Ompa lässähtänyt tunnelma.  
This was posted on a forum (not this one).  Can anyone help to translate it? I think part of it means something about falling flat.  Thanks in advance.


Also, this exchange between two posters seems to have a hidden meaning.  I think that the word hilua might be a crude word.
"Leivotaanpa toinen pannukakku.
Ja hillua päälle."

thank you for any help you can give...


----------



## Grumpy Old Man

_O*n*pa lässähtänyt tunnelma_ = There's hardly any atmosphere here. (= Nothing seems to be happening here.)

_"Leivotaanpa toinen pannukakku.
Ja hill*o*a päälle."_
There's a typo in your second example as well  -- and nothing crude: _hillo_ is _jam_ in Finnish. It's in the partitive case in your sentence.

_"Let's make another pancake._
_And [let's put] some jam on it too."
_


----------



## curebox

Ah, I see.   I copied the words exactly as written.  When I tried to translate, it referred me to another word for hilla...the word was pilla...and when I translated it seemed to be not a nice word.  Even though they seem to be talking about pancakes, I get the distinct feeling that they are talking about something else.  The two posts don't seem to fit with the rest of the conversation, almost as if they are talking in code.  (I say this because these are two members who have not been so nice before...sad to say).

Thank you so much for your reply.


----------



## Grumpy Old Man

curebox said:


> Ah, I see. I copied the words exactly as written. Thank you so much for your reply.


You're welcome. _Ompa_ is a fairly common spelling mistake. It reflects the pronunciation of the word, which is a combination of _on_ and the suffix _pa._ Due to Finnish mostly being spelled as it is written, some people spell _onpa_ as it is pronounced, but this time they make a mistake.

It is a universal phenomenon to prefer the m sound before p because both sounds are pronounced with one's mouth closed, by the way. This is the reason the word _impossible_ is not _i*n*possible_ in English.


----------



## Hakro

I can confirm all* what Grumpy Old Man said, and I could guess the "code" of the sentence: 
_ "Leivotaanpa toinen pannukakku.
 Ja hillua päälle."_
I think this means:
Let's make another provocation.
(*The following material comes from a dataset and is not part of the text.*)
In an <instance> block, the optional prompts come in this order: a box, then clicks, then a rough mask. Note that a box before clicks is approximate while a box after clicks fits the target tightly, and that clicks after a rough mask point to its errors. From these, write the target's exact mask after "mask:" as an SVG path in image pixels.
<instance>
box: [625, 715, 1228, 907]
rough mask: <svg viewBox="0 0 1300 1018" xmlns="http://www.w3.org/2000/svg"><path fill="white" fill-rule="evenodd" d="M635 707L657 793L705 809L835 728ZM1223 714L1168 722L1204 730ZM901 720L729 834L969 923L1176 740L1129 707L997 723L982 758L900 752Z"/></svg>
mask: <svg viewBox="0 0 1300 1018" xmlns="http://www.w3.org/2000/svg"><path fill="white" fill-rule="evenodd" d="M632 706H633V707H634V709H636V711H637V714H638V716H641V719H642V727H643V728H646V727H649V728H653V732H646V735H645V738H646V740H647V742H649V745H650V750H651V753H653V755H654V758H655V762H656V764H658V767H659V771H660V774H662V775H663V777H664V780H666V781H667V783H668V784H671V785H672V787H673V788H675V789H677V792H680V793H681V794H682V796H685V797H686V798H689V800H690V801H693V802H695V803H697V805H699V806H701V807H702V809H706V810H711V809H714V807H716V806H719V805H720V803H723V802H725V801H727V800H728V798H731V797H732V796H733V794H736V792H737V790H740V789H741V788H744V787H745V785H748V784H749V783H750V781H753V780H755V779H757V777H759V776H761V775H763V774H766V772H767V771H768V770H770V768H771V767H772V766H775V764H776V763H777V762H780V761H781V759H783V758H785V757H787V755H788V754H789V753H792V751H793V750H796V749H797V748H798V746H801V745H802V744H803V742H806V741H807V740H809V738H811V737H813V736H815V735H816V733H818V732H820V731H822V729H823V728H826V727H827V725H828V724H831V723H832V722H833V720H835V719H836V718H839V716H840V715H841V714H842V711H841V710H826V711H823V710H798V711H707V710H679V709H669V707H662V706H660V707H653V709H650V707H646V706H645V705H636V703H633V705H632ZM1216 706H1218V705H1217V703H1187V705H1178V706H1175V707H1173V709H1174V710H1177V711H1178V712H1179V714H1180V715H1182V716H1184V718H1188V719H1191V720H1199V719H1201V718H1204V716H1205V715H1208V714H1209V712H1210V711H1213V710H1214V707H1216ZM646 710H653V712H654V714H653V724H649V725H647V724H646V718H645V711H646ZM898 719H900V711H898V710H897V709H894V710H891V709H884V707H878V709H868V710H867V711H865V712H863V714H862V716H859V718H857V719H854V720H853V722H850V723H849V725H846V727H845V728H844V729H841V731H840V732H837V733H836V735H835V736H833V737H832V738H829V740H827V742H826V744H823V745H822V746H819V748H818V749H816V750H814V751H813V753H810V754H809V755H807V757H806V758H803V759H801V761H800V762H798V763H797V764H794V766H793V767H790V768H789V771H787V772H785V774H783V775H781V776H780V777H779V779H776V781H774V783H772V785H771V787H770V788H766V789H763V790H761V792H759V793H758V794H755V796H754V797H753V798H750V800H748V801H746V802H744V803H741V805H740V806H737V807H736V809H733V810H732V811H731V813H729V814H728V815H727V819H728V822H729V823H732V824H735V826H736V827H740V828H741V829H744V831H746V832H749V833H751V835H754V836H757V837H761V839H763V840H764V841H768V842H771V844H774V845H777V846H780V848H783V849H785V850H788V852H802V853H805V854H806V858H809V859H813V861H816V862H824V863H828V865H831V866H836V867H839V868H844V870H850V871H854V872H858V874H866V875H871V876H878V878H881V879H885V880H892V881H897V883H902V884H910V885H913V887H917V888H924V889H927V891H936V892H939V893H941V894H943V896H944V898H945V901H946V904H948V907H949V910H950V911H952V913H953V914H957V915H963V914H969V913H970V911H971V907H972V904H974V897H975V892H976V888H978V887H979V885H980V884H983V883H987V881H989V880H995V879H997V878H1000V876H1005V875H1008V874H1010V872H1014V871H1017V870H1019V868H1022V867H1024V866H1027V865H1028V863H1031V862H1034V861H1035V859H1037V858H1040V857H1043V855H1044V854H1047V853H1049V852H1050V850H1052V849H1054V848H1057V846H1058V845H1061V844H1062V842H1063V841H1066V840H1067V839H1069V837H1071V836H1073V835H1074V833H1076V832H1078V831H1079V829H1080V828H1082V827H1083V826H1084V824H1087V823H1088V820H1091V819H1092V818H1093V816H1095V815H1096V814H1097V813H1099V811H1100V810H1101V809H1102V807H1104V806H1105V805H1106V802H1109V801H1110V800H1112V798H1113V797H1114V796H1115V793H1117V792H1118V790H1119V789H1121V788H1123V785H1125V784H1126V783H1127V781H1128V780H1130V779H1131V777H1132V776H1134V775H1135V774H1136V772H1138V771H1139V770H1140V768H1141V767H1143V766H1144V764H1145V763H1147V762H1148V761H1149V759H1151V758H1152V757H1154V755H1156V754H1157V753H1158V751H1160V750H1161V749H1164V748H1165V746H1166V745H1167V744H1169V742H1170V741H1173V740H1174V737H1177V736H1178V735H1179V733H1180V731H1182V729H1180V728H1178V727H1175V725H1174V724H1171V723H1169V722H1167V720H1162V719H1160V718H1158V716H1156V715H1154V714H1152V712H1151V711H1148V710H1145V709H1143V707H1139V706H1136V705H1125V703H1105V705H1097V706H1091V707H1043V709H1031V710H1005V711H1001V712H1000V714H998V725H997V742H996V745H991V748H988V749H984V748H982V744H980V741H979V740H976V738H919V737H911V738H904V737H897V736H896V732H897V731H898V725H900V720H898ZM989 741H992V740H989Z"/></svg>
And even worse than the preceding one.

*) except this: I think that _hill*u*a_ is not a typo, it's written purposely; it's a kind of slang word for 'jam' when used figuratively, meaning 'something special on the top of the ordinary'.


----------



## curebox

Oh boy!  That doesn't sound so good.  Thank you for clarifying the possible hidden meaning.  At least I can be prepared now if something happens.


----------